Suicidios colectivos: La factura del fanatismo religoso - Gatopardo

Suicidios colectivos: La factura del fanatismo religioso

Esta es la historia de cuatro sectas cuyos líderes, de aires mesiánicos, alcanzaron dominación total de sus fieles y adeptos al grado de convencerlos del suicidio en masa. Cinco fenómenos sociales donde se violaron los derechos humanos.

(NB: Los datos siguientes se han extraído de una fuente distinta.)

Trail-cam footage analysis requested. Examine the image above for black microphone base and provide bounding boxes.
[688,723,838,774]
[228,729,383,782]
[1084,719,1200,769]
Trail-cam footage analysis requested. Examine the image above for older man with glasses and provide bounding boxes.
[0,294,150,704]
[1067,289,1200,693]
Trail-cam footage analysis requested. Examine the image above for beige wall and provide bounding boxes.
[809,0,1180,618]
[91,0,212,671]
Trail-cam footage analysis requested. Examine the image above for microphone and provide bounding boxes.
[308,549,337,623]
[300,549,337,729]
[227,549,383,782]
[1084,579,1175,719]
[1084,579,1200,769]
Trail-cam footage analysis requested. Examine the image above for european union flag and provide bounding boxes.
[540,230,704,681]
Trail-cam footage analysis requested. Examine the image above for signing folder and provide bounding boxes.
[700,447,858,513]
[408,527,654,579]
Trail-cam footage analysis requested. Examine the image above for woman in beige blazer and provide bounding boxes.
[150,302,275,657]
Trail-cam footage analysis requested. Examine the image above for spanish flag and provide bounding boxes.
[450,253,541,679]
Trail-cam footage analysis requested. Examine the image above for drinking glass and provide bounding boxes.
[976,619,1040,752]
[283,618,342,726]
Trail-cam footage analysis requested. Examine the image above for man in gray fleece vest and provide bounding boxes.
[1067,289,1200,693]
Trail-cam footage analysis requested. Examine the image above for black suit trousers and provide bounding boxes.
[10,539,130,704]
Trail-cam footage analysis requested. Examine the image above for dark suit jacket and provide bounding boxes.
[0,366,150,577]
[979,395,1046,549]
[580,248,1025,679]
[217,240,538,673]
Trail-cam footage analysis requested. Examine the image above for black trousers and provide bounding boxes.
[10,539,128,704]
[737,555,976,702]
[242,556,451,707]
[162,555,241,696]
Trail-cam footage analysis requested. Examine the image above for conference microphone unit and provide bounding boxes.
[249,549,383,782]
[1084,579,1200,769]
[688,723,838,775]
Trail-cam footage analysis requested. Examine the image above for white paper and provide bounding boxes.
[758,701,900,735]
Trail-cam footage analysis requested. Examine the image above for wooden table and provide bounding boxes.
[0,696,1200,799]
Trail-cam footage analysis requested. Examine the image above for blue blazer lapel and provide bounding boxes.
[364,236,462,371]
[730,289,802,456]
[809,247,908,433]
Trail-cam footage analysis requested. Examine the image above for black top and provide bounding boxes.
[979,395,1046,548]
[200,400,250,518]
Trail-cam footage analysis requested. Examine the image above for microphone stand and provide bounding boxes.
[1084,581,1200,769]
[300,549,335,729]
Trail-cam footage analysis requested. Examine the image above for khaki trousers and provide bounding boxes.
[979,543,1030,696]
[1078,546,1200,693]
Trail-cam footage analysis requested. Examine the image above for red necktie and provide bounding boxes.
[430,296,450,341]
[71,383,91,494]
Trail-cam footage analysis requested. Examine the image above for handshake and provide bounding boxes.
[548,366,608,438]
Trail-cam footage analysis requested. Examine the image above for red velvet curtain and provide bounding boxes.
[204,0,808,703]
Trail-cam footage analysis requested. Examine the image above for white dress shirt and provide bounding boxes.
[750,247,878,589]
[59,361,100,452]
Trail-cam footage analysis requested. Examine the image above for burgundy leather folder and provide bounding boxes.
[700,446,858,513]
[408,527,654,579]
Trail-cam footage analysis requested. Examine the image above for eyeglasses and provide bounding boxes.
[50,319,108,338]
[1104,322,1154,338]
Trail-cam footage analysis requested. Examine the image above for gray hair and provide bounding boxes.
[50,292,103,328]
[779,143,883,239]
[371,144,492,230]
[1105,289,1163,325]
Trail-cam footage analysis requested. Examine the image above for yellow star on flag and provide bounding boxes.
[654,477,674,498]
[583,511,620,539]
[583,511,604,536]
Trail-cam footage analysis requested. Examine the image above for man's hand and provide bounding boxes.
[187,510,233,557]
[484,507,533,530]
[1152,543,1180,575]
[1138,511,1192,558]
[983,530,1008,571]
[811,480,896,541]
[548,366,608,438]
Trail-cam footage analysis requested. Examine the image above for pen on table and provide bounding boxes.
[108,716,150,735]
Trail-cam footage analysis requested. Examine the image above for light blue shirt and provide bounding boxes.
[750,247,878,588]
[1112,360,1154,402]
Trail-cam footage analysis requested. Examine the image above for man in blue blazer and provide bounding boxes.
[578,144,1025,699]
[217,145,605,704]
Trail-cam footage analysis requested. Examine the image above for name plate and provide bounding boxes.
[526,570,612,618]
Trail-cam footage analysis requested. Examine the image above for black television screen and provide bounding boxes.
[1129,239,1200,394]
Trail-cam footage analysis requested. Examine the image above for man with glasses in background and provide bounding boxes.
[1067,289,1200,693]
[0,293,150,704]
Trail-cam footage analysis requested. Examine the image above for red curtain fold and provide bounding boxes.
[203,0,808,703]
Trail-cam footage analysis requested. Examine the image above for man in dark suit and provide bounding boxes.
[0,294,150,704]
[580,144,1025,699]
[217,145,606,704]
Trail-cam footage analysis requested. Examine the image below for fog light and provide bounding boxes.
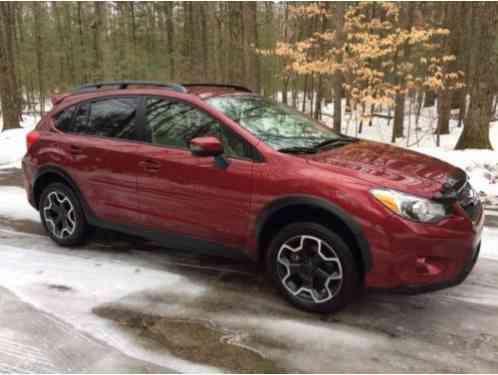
[415,257,445,276]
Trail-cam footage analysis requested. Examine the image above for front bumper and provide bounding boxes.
[382,243,481,294]
[365,204,484,294]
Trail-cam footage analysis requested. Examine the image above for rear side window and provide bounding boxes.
[70,103,93,135]
[55,106,76,132]
[56,97,138,139]
[89,98,137,139]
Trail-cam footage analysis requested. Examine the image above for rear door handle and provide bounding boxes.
[138,160,161,172]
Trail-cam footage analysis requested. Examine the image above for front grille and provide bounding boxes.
[458,182,482,222]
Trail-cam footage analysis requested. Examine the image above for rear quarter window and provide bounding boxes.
[55,106,76,132]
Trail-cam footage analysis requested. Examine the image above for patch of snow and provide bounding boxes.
[0,115,39,169]
[323,102,498,206]
[479,227,498,260]
[0,186,40,221]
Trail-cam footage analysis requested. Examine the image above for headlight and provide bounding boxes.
[370,189,450,223]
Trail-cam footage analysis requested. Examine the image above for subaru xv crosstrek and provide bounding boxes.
[23,81,484,312]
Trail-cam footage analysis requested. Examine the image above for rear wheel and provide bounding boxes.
[39,182,88,246]
[267,223,359,313]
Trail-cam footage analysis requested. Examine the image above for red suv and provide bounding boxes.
[23,81,484,312]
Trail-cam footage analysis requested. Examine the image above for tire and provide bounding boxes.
[266,222,361,313]
[38,182,89,247]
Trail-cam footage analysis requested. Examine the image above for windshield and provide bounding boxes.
[207,96,343,151]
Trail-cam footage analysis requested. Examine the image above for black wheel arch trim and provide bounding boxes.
[33,165,93,219]
[256,195,373,273]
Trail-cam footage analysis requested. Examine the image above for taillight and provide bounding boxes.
[26,130,40,150]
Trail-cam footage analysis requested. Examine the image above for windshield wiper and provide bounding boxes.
[314,137,358,149]
[278,147,318,154]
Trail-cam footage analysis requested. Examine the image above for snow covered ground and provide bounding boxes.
[0,115,39,169]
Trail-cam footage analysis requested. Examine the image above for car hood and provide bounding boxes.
[302,140,462,197]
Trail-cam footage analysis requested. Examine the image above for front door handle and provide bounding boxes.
[138,160,161,172]
[69,145,83,155]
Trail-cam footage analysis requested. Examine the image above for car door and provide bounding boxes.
[55,96,140,225]
[138,97,252,251]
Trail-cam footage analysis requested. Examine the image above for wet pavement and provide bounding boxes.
[0,171,498,372]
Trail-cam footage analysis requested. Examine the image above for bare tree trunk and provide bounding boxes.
[92,1,105,81]
[164,2,176,80]
[391,92,405,143]
[334,2,346,132]
[456,3,498,149]
[0,2,20,130]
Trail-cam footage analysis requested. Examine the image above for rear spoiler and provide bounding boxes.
[50,92,72,107]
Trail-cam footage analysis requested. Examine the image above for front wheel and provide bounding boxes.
[267,223,359,313]
[39,183,88,246]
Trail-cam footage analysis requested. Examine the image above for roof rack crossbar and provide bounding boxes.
[75,81,187,93]
[181,83,252,92]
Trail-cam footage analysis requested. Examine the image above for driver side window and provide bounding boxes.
[145,97,252,158]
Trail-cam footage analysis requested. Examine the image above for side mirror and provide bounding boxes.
[190,137,224,157]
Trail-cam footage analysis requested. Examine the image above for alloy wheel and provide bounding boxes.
[277,235,343,303]
[43,191,76,239]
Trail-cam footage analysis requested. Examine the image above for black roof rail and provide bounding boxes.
[74,81,187,94]
[182,83,252,92]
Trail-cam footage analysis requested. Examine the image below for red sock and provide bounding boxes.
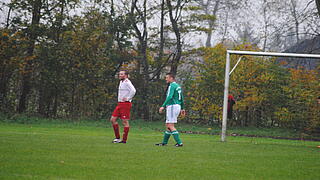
[122,127,130,142]
[112,124,120,139]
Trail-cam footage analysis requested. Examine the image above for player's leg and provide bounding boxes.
[120,102,132,143]
[156,106,172,146]
[120,119,130,143]
[110,106,120,143]
[110,116,120,143]
[168,105,183,147]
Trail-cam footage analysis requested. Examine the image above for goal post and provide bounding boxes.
[221,50,320,142]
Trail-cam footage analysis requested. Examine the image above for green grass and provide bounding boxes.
[0,122,320,180]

Tiempo de lectura: 7 minutos

En el siglo pasado preponderó la incertidumbre y las tensiones sociales, caldo de cultivo de suicidios colectivos que sorprendieron al mundo. En parte, resultado del impulso que tomaron ciertos líderes religiosos para construir sectas y cultos, que les permitieran alcanzar bienestar económico y una fuente inagotable de satisfacción a sus necesidades mesiánicas. Las carencias emocionales, intelectuales y sociales de los adeptos fueron (o son aún) el arma más poderosa para que, mediante discursos y prácticas coercitivas, estos líderes alcanzaran dominación y devoción total de sus fieles, al grado de convencerlos de que el suicidio es la única catarsis posible para superar su naturaleza mundana. Aunque la muerte fue concebida por esta sectas como un acto de redención, estos suicidios en masa se traducen en la historia como eventos siniestros y lastimosos.

Templo del pueblo (Jonestown)

En su momento fue clasificado como el suicidio masivo “más grande de la historia”. Tiene sus antecedentes en Indianápolis, Estados Unidos en los años 50, cuando el pastor Jim Jones fundó el Templo del Pueblo, secta que buscaba la integración racial y el derrocamiento del sistema capitalista a través del “socialismo religioso”. En un contexto de fundamentalismo cristiano y segregación racial, estos “ideales” lograron que, para mediados de los 60, la secta tuviera aproximadamente 3,000 fieles, de los cuales tres cuartas partes eran afroamericanos.

Jim Jones atrajo proselitistas no sólo con su gran capacidad discursiva, sino también a través del trabajo social que realizaba con las personas que vivían en la calle, las “curaciones por la fe” con las que “demostraba” que tenía el poder de levantar inválidos de sus sillas de ruedas; y la formación de una “familia arcoíris”, en la que el pastor adoptó seis niños de diferentes razas para demostrar que en el Templo del Pueblo no existían las fronteras raciales.

Pero lo que prometió ser un “paraíso socialista” pronto se convirtió en un calvario de explotación laboral y de feroces palizas y amenazas en contra de las personas que intentaban abandonar la secta. Atosigado por las acusaciones de la prensa, Jim Jones terminó por huir a Guyana, seguido de aproximadamente 900 proselitistas. Allí fundó Jonestown, una granja en la que las personas, incluidos los niños, eran obligados a criar animales y a trabajar las tierras seis días a la semana, de sol a sol.

El cénit de la desgracia, el 17 de noviembre de 1978, luego de que el congresista estadounidense, Leo Ryan, acompañado de una comitiva, visitó la granja para invitar a los fieles a que regresaran con él a Estados Unidos, varios miembros decidieron abandonar el Templo del Pueblo, pero antes de lograr salir de Guayana, los desertores, la comitiva y Leo Ryan fueron asesinados a balazos por miembros de la secta.

Esa misma noche, Jim Jones reunió a todos los miembros. Con un discurso persuasivo en el que les prometía que la muerte sería el ascenso a un “nuevo nivel” espiritual, convenció a los fieles de comerte suicidio mediante envenenamiento.

Lo que fue calificado de “suicidio”, en voz de los sobrevivientes en realidad fue un asesinato masivo, ya que las víctimas adultas fueron obligadas a tomar cianuro, no sin haber suministrado la misma sustancia a sus propios hijos mediante jugos e inyecciones. Entre mujeres, hombres, niños y ancianos, sobre el suelo de Jonestown, un total de 918 personas murieron. Jim Jones no tomó veneno, murió esa misma noche de un balazo en la cabeza. No se sabe si él mismo se disparó u obligó a alguien más a hacerlo.